Automated deep learning image tasks powered by timm and PyTorch Lightning
Project description
Train state-of-the-art vision models with minimal code
Documentation • Quick Start • Examples • API Reference
AutoTimm combines the power of timm (1000+ pretrained models) with PyTorch Lightning for a seamless training experience. Train image classifiers, object detectors, and segmentation models with any timm backbone. Go from idea to trained model in minutes, not hours.
Highlights
| 4 Vision Tasks | Classification, Object Detection, Semantic Segmentation, Instance Segmentation |
| 1000+ Backbones | Access ResNet, EfficientNet, ViT, ConvNeXt, Swin, and more from timm |
| Hugging Face Hub | Load timm-compatible models directly from HF Hub with hf-hub: prefix |
| HF Transformers | Direct integration with HuggingFace Transformers vision models (ViT, DeiT, BEiT, Swin) |
| AutoTrainer Compatible | All HF models work with AutoTrainer (checkpointing, tuning, multi-logger, etc.) |
| Advanced Architectures | DeepLabV3+, FCOS, Mask R-CNN style heads with feature pyramids |
| Explicit Metrics | Configure exactly what you track with MetricManager and torchmetrics |
| Multi-Logger Support | TensorBoard, MLflow, Weights & Biases, CSV — use them all at once |
| Auto-Tuning | Automatic learning rate and batch size finding before training |
| Flexible Transforms | Choose between torchvision (PIL) or albumentations (OpenCV) |
| Production Ready | Mixed precision, multi-GPU, gradient accumulation out of the box |
Installation
pip install autotimm
More installation options
# With specific extras
pip install autotimm[albumentations] # OpenCV-based transforms
pip install autotimm[detection] # Object detection (includes pycocotools for mAP metrics)
pip install autotimm[segmentation] # Segmentation tasks (includes albumentations + pycocotools)
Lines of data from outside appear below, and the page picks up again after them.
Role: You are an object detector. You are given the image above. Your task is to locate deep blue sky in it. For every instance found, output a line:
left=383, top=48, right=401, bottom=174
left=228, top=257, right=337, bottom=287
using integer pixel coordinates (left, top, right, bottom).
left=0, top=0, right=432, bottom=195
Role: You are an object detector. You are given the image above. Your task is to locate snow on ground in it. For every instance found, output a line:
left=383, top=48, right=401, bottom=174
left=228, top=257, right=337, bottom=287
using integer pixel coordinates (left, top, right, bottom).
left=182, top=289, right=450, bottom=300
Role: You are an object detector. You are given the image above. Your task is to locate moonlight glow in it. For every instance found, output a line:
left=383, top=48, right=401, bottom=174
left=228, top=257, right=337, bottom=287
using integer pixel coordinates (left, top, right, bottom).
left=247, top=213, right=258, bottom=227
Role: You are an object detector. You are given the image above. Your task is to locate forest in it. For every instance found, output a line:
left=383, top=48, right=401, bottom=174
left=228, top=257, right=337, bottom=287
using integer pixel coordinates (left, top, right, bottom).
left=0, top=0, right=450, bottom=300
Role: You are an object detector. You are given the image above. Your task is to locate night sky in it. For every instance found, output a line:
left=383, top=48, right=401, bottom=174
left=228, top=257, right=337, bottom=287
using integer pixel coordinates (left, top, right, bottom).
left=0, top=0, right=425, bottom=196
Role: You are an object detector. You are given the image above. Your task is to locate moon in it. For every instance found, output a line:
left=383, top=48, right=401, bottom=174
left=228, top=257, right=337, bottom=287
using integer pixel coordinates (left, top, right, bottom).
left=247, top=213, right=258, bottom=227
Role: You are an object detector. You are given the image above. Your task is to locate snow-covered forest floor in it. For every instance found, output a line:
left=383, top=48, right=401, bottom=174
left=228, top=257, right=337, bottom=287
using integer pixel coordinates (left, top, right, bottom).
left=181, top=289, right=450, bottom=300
pip install autotimm[tensorboard] # TensorBoard logging
pip install autotimm[wandb] # Weights & Biases
pip install autotimm[mlflow] # MLflow tracking
# Everything
pip install autotimm[all]
# Development
git clone https://github.com/theja-vanka/AutoTimm.git
cd AutoTimm
pip install -e ".[dev,all]"
Quick Start
Image Classification
from autotimm import AutoTrainer, ImageClassifier, ImageDataModule, MetricConfig
# Data
data = ImageDataModule(
data_dir="./data",
dataset_name="CIFAR10",
image_size=224,
batch_size=64,
)
# Metrics
metrics = [
MetricConfig(
name="accuracy",
backend="torchmetrics",
metric_class="Accuracy",
params={"task": "multiclass"},
stages=["train", "val", "test"],
prog_bar=True,
),
]
# Model & Train
model = ImageClassifier(
backbone="resnet18",
num_classes=10,
metrics=metrics,
lr=1e-3,
)
trainer = AutoTrainer(max_epochs=10)
trainer.fit(model, datamodule=data)
Semantic Segmentation
from autotimm import SemanticSegmentor, SegmentationDataModule, MetricConfig
# Data
data = SegmentationDataModule(
data_dir="./cityscapes",
format="cityscapes", # or "png", "coco", "voc"
image_size=512,
batch_size=8,
)
# Metrics
metrics = [
MetricConfig(
name="iou",
backend="torchmetrics",
metric_class="JaccardIndex",
params={
"task": "multiclass",
"num_classes": 19,
"average": "macro",
"ignore_index": 255,
},
stages=["val", "test"],
prog_bar=True,
),
]
# Model & Train
model = SemanticSegmentor(
backbone="resnet50",
num_classes=19,
head_type="deeplabv3plus", # or "fcn"
loss_type="combined", # CE + Dice
dice_weight=1.0,
metrics=metrics,
)
trainer = AutoTrainer(max_epochs=100)
trainer.fit(model, datamodule=data)
Object Detection
from autotimm import ObjectDetector, DetectionDataModule, MetricConfig
# Data
data = DetectionDataModule(
data_dir="./coco",
image_size=640,
batch_size=4,
)
# Metrics
metrics = [
MetricConfig(
name="mAP",
backend="torchmetrics",
metric_class="MeanAveragePrecision",
params={"box_format": "xyxy", "iou_type": "bbox"},
stages=["val", "test"],
prog_bar=True,
),
]
# Model & Train
model = ObjectDetector(
backbone="resnet50",
num_classes=80,
metrics=metrics,
)
trainer = AutoTrainer(max_epochs=100)
trainer.fit(model, datamodule=data)
Instance Segmentation
from autotimm import InstanceSegmentor, InstanceSegmentationDataModule, MetricConfig
# Data
data = InstanceSegmentationDataModule(
data_dir="./coco",
image_size=640,
batch_size=4,
)
# Metrics
metrics = [
MetricConfig(
name="mask_mAP",
backend="torchmetrics",
metric_class="MeanAveragePrecision",
params={"box_format": "xyxy", "iou_type": "segm"},
stages=["val", "test"],
prog_bar=True,
),
]
# Model & Train
model = InstanceSegmentor(
backbone="resnet50",
num_classes=80,
mask_loss_weight=1.0,
metrics=metrics,
)
trainer = AutoTrainer(max_epochs=100)
trainer.fit(model, datamodule=data)
See the full documentation for more examples and features →
Import Styles
AutoTimm supports flexible import styles for convenience:
# Direct imports
from autotimm import SemanticSegmentor, DiceLoss, MetricConfig
# Submodule aliases (NEW!)
from autotimm.task import SemanticSegmentor, InstanceSegmentor
from autotimm.loss import DiceLoss, CombinedSegmentationLoss
from autotimm.metric import MetricConfig, MetricManager
from autotimm.head import DeepLabV3PlusHead, MaskHead
# Namespace access
import autotimm
model = autotimm.task.SemanticSegmentor(...)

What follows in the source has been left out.